How are #CSR organizations using #Qlik to improve their #supplychain? Find out here:


Last but definitely not least is one of Qlik’s longest partnerships in our Change Our World program of support. Medair does whatever it takes to bring relief where it’s needed most: providing a range of emergency relief and recovery services. Health care and nutrition. Safe water, sanitation, and hygiene. Shelter and infrastructure.

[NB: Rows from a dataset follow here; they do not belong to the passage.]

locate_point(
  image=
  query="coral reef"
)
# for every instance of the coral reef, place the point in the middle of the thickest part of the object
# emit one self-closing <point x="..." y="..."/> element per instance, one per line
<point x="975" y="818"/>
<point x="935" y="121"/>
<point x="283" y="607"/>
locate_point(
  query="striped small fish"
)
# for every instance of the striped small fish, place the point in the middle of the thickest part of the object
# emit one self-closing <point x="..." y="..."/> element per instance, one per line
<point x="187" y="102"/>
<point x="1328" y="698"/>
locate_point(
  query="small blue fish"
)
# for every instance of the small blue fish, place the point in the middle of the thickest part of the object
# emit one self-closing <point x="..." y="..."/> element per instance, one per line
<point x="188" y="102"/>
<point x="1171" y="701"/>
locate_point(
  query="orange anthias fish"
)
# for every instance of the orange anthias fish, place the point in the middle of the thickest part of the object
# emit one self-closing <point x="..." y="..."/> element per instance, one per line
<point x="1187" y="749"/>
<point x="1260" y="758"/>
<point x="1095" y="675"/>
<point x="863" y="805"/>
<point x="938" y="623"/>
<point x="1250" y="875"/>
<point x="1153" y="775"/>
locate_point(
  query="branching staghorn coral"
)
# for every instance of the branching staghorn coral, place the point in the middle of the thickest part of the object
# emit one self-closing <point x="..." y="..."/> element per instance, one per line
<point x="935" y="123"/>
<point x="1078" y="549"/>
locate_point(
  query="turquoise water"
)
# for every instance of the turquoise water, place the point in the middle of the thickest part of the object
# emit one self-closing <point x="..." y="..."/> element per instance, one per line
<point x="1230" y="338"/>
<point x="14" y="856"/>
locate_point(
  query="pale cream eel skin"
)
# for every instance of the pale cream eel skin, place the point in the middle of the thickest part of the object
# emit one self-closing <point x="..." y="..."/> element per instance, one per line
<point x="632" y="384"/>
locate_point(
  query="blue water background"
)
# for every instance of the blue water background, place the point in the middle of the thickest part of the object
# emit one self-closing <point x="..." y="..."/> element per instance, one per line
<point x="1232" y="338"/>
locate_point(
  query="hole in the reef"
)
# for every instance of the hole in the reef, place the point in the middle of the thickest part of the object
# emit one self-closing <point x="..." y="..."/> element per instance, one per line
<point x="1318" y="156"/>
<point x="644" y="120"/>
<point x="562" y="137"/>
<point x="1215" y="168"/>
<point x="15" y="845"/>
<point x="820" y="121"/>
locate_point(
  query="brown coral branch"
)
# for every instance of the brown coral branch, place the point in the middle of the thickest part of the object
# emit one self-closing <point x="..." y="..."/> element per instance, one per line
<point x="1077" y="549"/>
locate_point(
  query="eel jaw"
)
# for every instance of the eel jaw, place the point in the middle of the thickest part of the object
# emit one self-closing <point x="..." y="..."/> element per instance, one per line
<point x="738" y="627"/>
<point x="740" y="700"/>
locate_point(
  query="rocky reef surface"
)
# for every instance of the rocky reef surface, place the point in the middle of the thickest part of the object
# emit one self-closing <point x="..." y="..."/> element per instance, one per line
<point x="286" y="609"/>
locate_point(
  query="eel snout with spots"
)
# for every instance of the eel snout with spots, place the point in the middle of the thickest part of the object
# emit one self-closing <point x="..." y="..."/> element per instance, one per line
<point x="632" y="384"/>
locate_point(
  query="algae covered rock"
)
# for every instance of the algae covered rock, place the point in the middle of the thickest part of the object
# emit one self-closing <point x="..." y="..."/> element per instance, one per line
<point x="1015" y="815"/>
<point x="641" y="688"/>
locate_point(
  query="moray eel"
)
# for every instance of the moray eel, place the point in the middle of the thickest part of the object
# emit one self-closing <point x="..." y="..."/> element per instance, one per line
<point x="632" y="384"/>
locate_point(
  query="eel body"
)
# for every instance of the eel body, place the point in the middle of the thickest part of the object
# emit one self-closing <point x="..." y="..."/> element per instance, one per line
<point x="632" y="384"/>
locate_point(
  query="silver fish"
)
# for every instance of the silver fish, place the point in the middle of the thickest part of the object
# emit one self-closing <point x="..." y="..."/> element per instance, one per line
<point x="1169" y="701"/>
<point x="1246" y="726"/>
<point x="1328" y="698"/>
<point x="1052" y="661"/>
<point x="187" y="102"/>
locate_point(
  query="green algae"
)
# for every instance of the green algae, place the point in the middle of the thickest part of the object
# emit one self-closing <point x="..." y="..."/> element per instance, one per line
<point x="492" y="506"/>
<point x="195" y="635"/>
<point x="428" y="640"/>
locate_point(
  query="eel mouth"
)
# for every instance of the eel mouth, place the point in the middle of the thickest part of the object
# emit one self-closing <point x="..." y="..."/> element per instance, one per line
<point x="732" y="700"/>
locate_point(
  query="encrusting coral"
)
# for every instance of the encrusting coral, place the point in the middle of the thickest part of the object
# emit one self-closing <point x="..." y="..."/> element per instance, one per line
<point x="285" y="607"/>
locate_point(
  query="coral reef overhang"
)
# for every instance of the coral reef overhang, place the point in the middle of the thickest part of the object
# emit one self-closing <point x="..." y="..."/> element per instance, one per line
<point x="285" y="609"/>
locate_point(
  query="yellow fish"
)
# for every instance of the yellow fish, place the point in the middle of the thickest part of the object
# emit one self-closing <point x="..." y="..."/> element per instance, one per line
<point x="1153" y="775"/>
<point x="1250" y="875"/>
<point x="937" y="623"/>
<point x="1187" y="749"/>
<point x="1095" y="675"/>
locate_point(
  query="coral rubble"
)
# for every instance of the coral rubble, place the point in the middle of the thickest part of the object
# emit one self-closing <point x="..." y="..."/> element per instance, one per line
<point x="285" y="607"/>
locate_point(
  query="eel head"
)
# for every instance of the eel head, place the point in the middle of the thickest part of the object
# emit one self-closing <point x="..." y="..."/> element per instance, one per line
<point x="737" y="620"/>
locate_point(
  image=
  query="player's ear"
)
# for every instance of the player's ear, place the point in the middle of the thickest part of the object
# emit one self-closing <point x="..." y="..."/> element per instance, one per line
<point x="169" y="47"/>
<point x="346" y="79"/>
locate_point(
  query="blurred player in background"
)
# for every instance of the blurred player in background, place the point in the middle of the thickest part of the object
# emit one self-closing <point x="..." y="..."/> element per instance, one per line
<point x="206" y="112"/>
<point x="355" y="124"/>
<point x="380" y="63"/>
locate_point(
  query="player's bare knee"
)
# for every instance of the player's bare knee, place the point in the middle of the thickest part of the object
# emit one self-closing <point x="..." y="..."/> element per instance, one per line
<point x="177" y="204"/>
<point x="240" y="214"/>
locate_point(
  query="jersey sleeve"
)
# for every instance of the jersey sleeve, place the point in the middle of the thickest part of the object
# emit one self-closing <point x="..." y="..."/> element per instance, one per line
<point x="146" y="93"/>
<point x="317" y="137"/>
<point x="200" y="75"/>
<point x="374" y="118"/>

Medair is currently operating a Syrian refugee camp in Lebanon. With tablets in-hand they interview each refugee in the camp about all pertinent information. Where they are from, what relatives they are with or looking for, medical conditions, and more. They share their data with NGOs and volunteer groups so the next day, the next person can simply ask a name. If this was in a hospital setting, we would say “of course” that’s just electronic medical records. But in an overcrowded camp in Lebanon where people are displaced and in despair and paper records can easily be destroyed in a fire or flood, being acknowledged as a person instead of a number is everything.

So to answer my original question, can data analytics really help to save lives: the answer is emphatically “yes”! Pop by booth 1035 at HIMSS and meet some of the inspiring people making this a reality.